International career
- Years: Team / Apps / (Points)
- 1914: England / 1
- ----
- Allegiance: United Kingdom
- Branch: British Army
- Service years: 1914−1916
- Rank: Captain
- Unit: Queen's Own Royal West Kent Regiment
- Conflicts: World War I Western Front Battle of the Somme Battle of Albert †; ; ;

= Robert Pillman =

English rugby union player (1893–1916)

Robert Laurence Pillman (9 February 1893 − 9 July 1916) was an English rugby union player. He was the brother of Cherry Pillman. He played once for England, against France in the 1914 Five Nations Championship. He was killed in action while serving with the British Army during the First World War.

==Early life==
Robert Pillman was born in Sidcup on 16 February 1893, the third son of Joseph and Mary Anna Pillman. He was educated at Merton Court School, Sidcup, and Rugby School, which he attended from 1907 to 1911. There, he played as a forward in the 1st XV in 1910. Leaving school, he was articled to White and Leonard of Ludgate Circus, London. His older brother was Charles Pillman, who also went on to play for Blackheath and England.

==Rugby career==
After leaving Rugby, he played at Blackheath, where he gained a reputation for playing hard and being quick on the ball. Pillman played for the London XV that was one of only two teams to beat the South African touring team of 1912–13. Pillman's only appearance for England was against France on 13 April 1914 in the last international rugby match before the First World War. The contemporary rugby journalist E. H. D. Sewell reckoned that Pillman was just at the beginning of a long international rugby career.

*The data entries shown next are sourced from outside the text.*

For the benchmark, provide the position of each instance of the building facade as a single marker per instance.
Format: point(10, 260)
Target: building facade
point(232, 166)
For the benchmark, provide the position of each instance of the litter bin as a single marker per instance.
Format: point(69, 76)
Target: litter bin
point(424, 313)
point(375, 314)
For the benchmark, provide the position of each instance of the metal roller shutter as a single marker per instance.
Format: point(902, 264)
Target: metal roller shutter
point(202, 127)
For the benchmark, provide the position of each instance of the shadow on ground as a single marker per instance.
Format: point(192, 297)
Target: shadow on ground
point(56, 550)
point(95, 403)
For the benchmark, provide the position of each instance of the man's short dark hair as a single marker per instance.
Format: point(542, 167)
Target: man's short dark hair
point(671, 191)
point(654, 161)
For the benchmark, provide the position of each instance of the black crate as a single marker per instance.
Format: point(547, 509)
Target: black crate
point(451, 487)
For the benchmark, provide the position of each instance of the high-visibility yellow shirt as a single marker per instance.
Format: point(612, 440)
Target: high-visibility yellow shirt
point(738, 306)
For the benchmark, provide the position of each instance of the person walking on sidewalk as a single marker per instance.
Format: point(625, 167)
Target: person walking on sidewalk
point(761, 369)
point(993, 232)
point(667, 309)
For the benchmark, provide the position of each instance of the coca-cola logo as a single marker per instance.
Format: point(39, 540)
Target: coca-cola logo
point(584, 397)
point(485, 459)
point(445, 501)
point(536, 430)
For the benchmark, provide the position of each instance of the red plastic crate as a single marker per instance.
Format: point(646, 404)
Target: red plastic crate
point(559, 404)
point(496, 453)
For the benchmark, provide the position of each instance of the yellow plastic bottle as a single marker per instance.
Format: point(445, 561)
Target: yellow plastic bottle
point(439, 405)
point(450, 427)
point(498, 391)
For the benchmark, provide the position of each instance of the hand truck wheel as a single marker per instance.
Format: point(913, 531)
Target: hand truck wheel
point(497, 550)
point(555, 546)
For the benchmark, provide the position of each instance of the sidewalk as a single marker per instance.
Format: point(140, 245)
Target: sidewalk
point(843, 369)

===International appearance===

| Opposition | Score | Result | Date | Venue | Ref(s) |
|---|---|---|---|---|---|
| France | 13–39 | Win | 13 April 1914 | Colombes |  |

==Military service==
At the outbreak of the Great War, Pillman enlisted in the 10th Battalion of the Queen's Own Royal West Kent Regiment, on 1 September 1914. He was made a lance corporal, and then received a commission in July 1915, being promoted to captain in January 1916. His went to the Western Front in May 1916. Pillman volunteered for the role of brigade bombing officer. In preparation for a raid on enemy trenches, he selected 50 men and trained them for several weeks on a replica of the target. He led the assault, which lasted a number of hours, and involved passing through barbed wire defences, and infiltrating the trenches. During this action, he was shot in the thigh and, although he managed to get back to his trenches, he died soon after.

==See also==
- List of international rugby union players killed in action during the First World War

==Bibliography==
- Sewell, Edward Humphrey Dalrymple (1919). "The Rugby Football Internationals Roll of Honour"
- McCrery, Nigel (2014). "Into Touch: Rugby Internationals Killed in the Great War"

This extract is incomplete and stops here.